Arts
« Purifiez-vous de l'accumulation des formes appartenant aux siècles passés. » Cette injonction de Kazimir Malévitch illustre bien la dimension novatrice de sa peinture et confirme la singularité du phénomène qu'il incarna dans l'histoire de l'art du XXe siècle.
Malévitch révolutionnaire ? Certes. Il est à l'origine de la supériorité du concept sur la pratique, de ce qu'il appelait l'art « non objectif », le « rien libéré » dans la peinture, à l'origine du suprématisme enfin, mouvement qui, il y a encore quelques années, était sujet à des balbutiements et à l'incompréhension.
Mais Malévitch n'est pas seulement l'auteur des quadrilatères et des formes touchant aux limites de la représentativité.
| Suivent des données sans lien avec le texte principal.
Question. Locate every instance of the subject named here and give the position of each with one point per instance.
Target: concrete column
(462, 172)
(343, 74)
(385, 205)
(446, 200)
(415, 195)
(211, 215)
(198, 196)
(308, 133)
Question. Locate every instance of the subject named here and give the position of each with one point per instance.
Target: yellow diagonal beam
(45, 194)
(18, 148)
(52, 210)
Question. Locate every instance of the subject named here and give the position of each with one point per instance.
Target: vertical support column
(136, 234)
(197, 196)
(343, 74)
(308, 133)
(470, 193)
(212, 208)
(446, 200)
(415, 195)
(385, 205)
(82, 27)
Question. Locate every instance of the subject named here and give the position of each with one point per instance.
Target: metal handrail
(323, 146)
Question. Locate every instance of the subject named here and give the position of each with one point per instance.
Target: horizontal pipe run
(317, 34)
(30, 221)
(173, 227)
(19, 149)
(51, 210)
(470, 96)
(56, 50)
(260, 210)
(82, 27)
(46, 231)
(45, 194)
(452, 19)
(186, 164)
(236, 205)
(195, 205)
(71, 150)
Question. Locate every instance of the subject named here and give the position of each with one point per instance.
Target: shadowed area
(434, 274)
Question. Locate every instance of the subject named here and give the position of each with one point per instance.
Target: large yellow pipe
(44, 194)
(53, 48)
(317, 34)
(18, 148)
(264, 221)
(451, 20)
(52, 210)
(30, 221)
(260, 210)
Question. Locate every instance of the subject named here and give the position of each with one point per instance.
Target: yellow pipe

La collection du Stedelijk Museum permet d'embrasser chronologiquement l'évolution de l'uvre du peintre, des années 1910 à 1930.
Au début de sa carrière, le peintre semble vouloir opérer une fusion entre les traditions occidentale (romantisme et symbolisme) et orientale (byzantine). Il explore dès lors les courants européens majeurs, de l'impressionnisme au « cézannisme », en passant par le fauvisme et le cubisme, le néo-primitivisme, ou même le « cubo-futurisme ».
La thématique du paysan l'intéresse ; il voit dans « l'ère paysanne » une dimension spirituelle proche de l'icône. Les formes sont dynamiques, les couleurs très vives, ainsi qu'en témoignent la « Récolte de seigle » et la « Paysanne aux seaux », belles illustrations de l'art populaire auquel Malévitch s'est attaché avec beaucoup de ténacité pendant des années, livrant une vision touchante des traditions russes.
Le monde des sensations pures
Déjà à cette époque, l'indépendance par rapport au plan pictural est affirmée, déjà la couleur s'est libérée de la forme, déjà le sujet n'est parfois plus qu'un prétexte. Mais il faut attendre environ 1915 pour pénétrer dans l'univers accompli de Malévitch, là où l'objet représenté n'est autre qu'une « édification suprématiste ». Le suprématisme est une abstraction géométrique dépouillée, fondée sur l'affirmation de la couleur poussée à son comble, sur l'autonomie des formes, sur la déconstruction de l'objet et sur le poids, la vitesse et la direction du mouvement des formes.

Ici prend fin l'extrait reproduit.